Tip #5 has to do with being picky, but with the important caveat that you should be picky about the big, scary, important things. For me, this list includes stuff like:
1) What my company will do.
2) Who my co-founders are.
3) Who the early employees are.
4) Which advisors and investors we bring on board.
5) Which customers/partners I choose early on.
6) Usability of my product.
7) How I treat my customers.
And it doesn’t include “little stuff” like:
1) What the letterhead will look like (do companies even have letterhead anymore?)
2) Which font point size we’ll use on the web site.
3) What my title is going to be.
4) Which shade of orange we’ll use on the logo.
The key difference between the “big stuff” and the “little stuff” is that big stuff is hard to change, while little stuff is (relatively) easy to change. With the little stuff, you get feedback, and you change it. As with most things, getting early feedback is key to avoiding major “change costs” down the road.

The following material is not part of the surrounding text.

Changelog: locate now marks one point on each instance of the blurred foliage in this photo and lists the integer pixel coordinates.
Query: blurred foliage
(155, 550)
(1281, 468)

Being picky starts on day one, when you’re deciding which market you’ll enter. Certainly not picking a sensible market has killed many a startup.
Being picky continues on day two when you’re selecting co-founders. These are people that you’re going to spend more time with than your family. And we know that team problems are a major source of startup failure.
Being picky keeps being important when it comes to how your product looks and how your customer interacts with it. Not being picky about your product is a surefire way to make sure that it completely sucks.
Ben‘s excellent point that entrepreneurs must harbor a strong bias towards action must be reiterated here. In a startup, you simply can’t be so picky that you never made a decision. There are lots of cases where “good enough” is just that. It’s a talent to know intuitively when something is good enough and when it warrants extra time, diligence, and effort.
What’s on your “big stuff” list and what’s not?